He applied the “Page 99 Test” to his new book Polarized: Making Sense of a Divided America and reported the following:
If Polarized were a movie, page 99 would be an establishing shot. It introduces details of survey questions asked about two public policies: healthcare and employment. The analysis finds that opinions on these issues have not grown more extreme over the years, but have become more correlated with one another. Americans had divergent but less coordinated views. Now people taking a liberal (or conservative) stand on one issue are much more likely to take a liberal (or conservative) stand on the second issue. This intensifies “us versus them” polarized politics.Learn more about Polarized at the Princeton University Press website.
Page 99 plays a necessary role in developing this point, but does not really convey many of the book’s more important qualities. For instance, nothing on page 99 suggests the breadth of Polarized. It is comprehensive in reassessing polarization questions across the board–from questions about polarization within the public to questions about polarization between the parties. It answers questions as contemporary as whether one of the political parties is more responsible for increased polarization and as timeless as why the parties are polarized at all when they are supposed to be hell-bent on appealing to centrist swing voters? The answers to these questions draw on all sorts of evidence, but manage to avoid complicated statistics. It’s not light summer beach reading, but it is very accessible.

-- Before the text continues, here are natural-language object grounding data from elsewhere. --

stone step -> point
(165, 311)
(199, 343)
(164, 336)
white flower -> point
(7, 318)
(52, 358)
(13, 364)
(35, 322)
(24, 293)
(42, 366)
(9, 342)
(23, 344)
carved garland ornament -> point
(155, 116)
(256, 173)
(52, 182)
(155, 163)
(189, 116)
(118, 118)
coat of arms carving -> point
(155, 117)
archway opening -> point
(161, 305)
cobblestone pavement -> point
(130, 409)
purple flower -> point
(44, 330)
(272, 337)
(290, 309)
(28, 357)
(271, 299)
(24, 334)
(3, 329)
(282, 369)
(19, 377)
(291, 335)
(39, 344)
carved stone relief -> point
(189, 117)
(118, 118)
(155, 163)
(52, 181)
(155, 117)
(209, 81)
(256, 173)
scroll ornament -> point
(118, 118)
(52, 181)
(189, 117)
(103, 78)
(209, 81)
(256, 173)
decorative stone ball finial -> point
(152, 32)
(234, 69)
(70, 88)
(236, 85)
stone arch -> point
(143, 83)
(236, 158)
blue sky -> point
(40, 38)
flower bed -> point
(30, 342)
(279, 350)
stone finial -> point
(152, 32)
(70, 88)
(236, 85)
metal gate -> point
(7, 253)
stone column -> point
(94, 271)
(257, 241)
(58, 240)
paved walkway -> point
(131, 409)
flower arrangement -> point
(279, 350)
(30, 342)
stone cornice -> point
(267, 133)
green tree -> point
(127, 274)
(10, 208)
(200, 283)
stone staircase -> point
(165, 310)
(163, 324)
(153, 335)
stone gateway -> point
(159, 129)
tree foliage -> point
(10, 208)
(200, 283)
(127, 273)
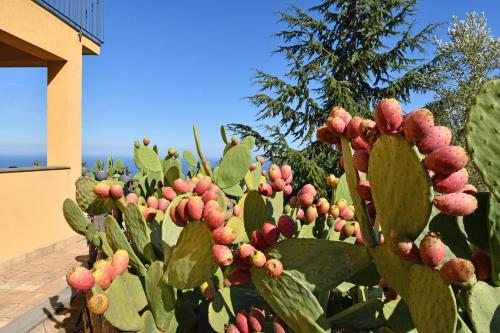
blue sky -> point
(168, 64)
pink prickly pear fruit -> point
(80, 278)
(120, 261)
(388, 116)
(352, 130)
(438, 136)
(98, 304)
(169, 193)
(273, 268)
(287, 226)
(360, 160)
(116, 191)
(452, 182)
(265, 189)
(482, 265)
(323, 206)
(101, 278)
(432, 250)
(311, 214)
(224, 235)
(163, 204)
(194, 208)
(131, 198)
(222, 255)
(336, 125)
(274, 172)
(446, 160)
(457, 270)
(152, 202)
(241, 322)
(215, 218)
(456, 204)
(417, 125)
(270, 232)
(340, 112)
(102, 190)
(364, 190)
(256, 319)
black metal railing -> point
(86, 16)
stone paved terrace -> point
(33, 289)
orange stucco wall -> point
(30, 202)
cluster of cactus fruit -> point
(234, 248)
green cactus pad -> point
(361, 316)
(287, 295)
(160, 296)
(394, 269)
(234, 166)
(400, 187)
(117, 240)
(311, 259)
(431, 301)
(254, 212)
(121, 312)
(353, 179)
(74, 216)
(483, 304)
(483, 134)
(192, 262)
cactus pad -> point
(192, 263)
(311, 259)
(400, 187)
(432, 302)
(483, 134)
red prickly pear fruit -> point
(311, 214)
(273, 268)
(432, 250)
(163, 204)
(339, 225)
(456, 204)
(417, 125)
(446, 160)
(338, 111)
(152, 202)
(224, 235)
(102, 190)
(194, 208)
(222, 255)
(120, 261)
(258, 259)
(270, 232)
(352, 130)
(287, 226)
(256, 319)
(388, 116)
(482, 265)
(132, 198)
(116, 191)
(364, 190)
(98, 304)
(438, 136)
(80, 278)
(452, 182)
(241, 322)
(360, 160)
(101, 278)
(457, 270)
(336, 125)
(215, 219)
(278, 185)
(169, 193)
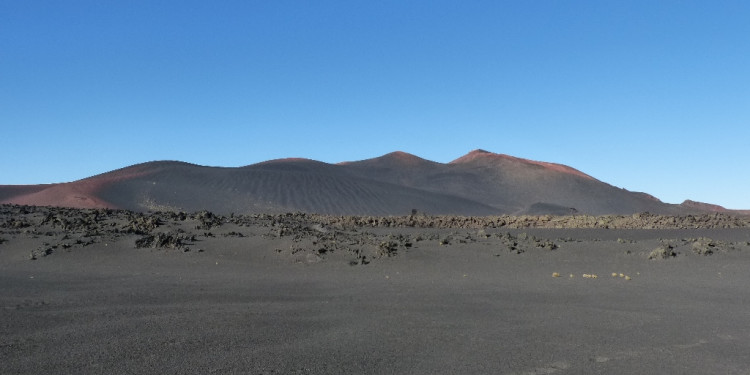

You also wouldn’t guess it from page 99, but Polarized overturns a great deal of conventional wisdom about polarization. For example, contrary to past research, a politically unsophisticated public can be highly ideological (p.80). America is not a largely moderate nation (p.65). Americans became fairly well polarized in the late 1960s (p.132) and have grown more so since (p.130). Republicans are no more responsible for increasing party polarization than are Democrats (p.192). The increased polarization of American politics was driven by “bottom-up” democratic politics, not imposed by “top-down” elite political forces (p.171). Finally, elections are not won by parties moving as close to the political center as possible (p.218). And there is much more.
If you want a firmly grounded understanding of modern American politics and how and why it has evolved as it has, Polarized is the ticket–but I’m afraid you would not get much of a clue about that from page 99. Sorry, Ford Madox Ford. For everyone else, read the book (246 pages of text). It’s good for you (apologies to Guinness) and for American democracy.